Italia pensionati lavoratori

In Italia i pensionati sono più dei lavoratori

Cristina Siciliano 05/01/2023
Updated 2023/01/05 at 1:13 PM
4 Minuti per la lettura

In Italia ci sono più pensionati o comunque over 50 fuori dal mondo produttivo, che lavoratori. È questo il pericoloso equilibrio che disegna l’Ufficio studi della Cgia, l’Associazione Artigiani e Piccole Imprese Mestre. In totale, a livello nazionale, lo scarto è di 205mila tra chi lavora e chi percepisce un sussidio. Tant’è che 759 mila sono gli assegni, mentre i lavoratori e i dipendenti nelle fabbriche, negli uffici e nei negozi sono 22 milioni 554 mila.

In Italia i pensionati sono più dei lavoratori: le cause di questo squilibrio

Nonostante siano stati compiuti molti progressi per incoraggiare i lavoratori più anziani a continuare a lavorare fino all’età di 65 anni, l’età in cui gli anziani escono dal mercato del lavoro continua ad essere più bassa oggi rispetto a 30 anni fa.

In Italia i pensionati sono più dei lavoratori a causa di una combinazione di scarsi incentivi a continuare a lavorare in età avanzata, riluttanza dei datori di lavoro ad assumere e trattenere lavoratori più anziani e investimenti insufficienti per tutta la vita lavorativa.

Tutto questo giudica necessarie una maggiore flessibilità nell’orario di lavoro e migliori condizioni di lavoro in generale per promuovere una maggiore partecipazione a tutte le età. Inoltre, cattive condizioni di lavoro in giovane età possono portare a cattive condizioni di salute e al pensionamento anticipato in età avanzata.
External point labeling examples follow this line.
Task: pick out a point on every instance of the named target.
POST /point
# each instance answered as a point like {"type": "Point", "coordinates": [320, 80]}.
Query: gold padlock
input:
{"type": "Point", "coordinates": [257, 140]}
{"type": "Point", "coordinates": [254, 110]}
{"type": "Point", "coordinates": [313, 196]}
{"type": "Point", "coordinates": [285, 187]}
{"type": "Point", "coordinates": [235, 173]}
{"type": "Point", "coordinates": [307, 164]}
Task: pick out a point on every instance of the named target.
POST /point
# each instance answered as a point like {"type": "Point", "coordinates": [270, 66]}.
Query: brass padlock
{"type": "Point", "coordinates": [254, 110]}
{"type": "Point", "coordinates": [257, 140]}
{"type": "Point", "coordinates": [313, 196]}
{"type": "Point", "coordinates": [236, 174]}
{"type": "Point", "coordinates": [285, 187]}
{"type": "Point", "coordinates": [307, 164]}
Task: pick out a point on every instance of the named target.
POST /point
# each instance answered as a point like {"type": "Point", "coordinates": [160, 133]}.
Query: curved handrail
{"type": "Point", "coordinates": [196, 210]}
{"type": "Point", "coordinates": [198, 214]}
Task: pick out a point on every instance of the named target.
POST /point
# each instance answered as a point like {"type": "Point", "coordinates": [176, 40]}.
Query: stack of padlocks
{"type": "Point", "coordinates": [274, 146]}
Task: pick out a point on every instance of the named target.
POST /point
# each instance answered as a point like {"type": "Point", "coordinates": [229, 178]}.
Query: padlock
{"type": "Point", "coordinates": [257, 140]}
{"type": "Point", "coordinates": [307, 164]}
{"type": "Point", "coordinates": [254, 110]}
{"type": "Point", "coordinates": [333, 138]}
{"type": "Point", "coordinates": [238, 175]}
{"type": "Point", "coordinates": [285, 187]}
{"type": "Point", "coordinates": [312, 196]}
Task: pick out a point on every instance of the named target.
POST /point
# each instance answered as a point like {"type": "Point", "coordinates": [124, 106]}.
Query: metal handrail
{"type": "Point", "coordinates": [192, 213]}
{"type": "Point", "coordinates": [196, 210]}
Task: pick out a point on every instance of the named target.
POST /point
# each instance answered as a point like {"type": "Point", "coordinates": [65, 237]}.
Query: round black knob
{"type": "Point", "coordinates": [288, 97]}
È importante anche investire nelle competenze dei lavoratori più anziani. Molti mostrano infatti livelli più bassi di prontezza digitale rispetto ai loro figli e nipoti e partecipano molto meno alla formazione professionale rispetto ai lavoratori più giovani.

I dati

Quello del calo di manodopera del Paese e dell’aumento dei costi per i pensionati è uno dei veri grandi temi per il futuro dell’Italia. D’altronde, l’Italia ha la quinta più alta aspettativa di vita del mondo e questa è in costante crescita da tempo: addirittura nel 2004 la speranza di vita per gli uomini era 77,4 anni e per le donne 82,7 mentre oggi è di 80,8 anni per gli uomini e di 85,1 anni per le donne.

La Cgia segnala che tra il 2014 e il 2022 la popolazione italiana nella fascia di età più produttiva (25-44 anni) è diminuita di oltre un milione e 360 mila unità (-2,3%).

Nello specifico, la provincia di Bolzano è tra quelle che mostra i dati migliori con un +76mila lavoratori rispetto ai pensionati mentre quella di Trento viaggia su una cifra quasi dimezzata: +39mila lavoratori rispetto ai pensionati. Il dato regionale si assesta su un +114 mila lavoratori rispetto ai pensionati che rappresenta il quinto saldo migliore d’Italia (davanti ci sono Lombardia, Veneto +291mila, Emilia-Romagna +191mila, Lazio +251mila). 

Invece, nelle provincie come, Milano (+299mila lavoratori), Bergamo (+83mila) e Brescia (+111mila) in LombardiaTreviso (+78) e Verona (+77) in Veneto; e Roma (+275) nel Lazio. I dati peggiori sono al Sud: la Puglia (-276mila lavoratori rispetto ai pensionati) e la Sicilia (-340mila) sono quelle con i dati più in rosso. A livello provinciale la peggiore è Napoli con 137 mila pensionati in più dei lavoratori.